According to locals who declined to be named, the Jain presence on the hills goes back centuries and over the years, hundreds of relics dating back to over a millennia, have been discovered at the hill, which soon emerged as a major pilgrimage centre for Jains. This prompted the community to build temples when Jain murtis were found in pristine condition, fit to be worshipped. Possibly they had been hidden to avoid desecration in the historical past.
Normally, the Archaeological Survey of India takes possession of such findings, but the Jain community has always been loath to hand over its divinities to the ASI, and generally races to erect temples before the information percolates. This is how the Parsvanath Temple came up at Ranila, near Rohtak, Haryana. Something similar seems to have happened in the Bhadragiri Hills also.
As agitated Jain leaders called upon the Chief Minister and the Congress leadership in Delhi, the State Government took the stand that it had no knowledge of the episode and had given no such instructions. The Congress government was also largely successful in keeping the news of this incident out of the media.
But the matter is far from resolved. Two rounds of discussion with the district administration and representatives of the Jain groups failed on December 5, and the Jain monks, led by one of the chief monks, Muni Kularatna Bhushan Maharaj, continued their indefinite fast. The monks argued that they were only protecting the area and conducting only religious activities, not any commercial activities.

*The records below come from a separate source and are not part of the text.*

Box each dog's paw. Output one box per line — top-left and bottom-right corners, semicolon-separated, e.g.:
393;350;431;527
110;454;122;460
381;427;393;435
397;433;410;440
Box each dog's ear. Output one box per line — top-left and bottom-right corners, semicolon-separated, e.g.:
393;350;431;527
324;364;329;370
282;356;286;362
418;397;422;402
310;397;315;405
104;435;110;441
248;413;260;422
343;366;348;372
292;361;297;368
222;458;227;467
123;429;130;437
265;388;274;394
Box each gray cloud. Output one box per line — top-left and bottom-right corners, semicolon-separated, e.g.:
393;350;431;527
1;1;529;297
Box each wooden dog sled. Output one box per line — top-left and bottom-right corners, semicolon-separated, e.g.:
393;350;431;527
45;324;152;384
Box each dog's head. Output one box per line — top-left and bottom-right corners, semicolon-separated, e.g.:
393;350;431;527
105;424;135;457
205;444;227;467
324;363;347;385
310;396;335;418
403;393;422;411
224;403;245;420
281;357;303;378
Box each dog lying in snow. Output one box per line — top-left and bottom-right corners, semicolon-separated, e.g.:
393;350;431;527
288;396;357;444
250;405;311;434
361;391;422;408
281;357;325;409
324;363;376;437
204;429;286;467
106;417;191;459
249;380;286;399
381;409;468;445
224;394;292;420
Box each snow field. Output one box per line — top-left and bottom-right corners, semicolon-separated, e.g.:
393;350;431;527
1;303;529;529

Under pressure, the district administration returned the murtis on December 5, but the Jain leaders agreed to accept the images only on the condition that they should be installed on the very place from where they had been removed (prior to the destruction of the temples). The administration refused on grounds that the entire area was government property. The State Government has now deputed district in-charge Minister S.R. Patil and other local elected representatives to negotiate peace with the nation’s most peaceful, non-violent, and law-abiding community.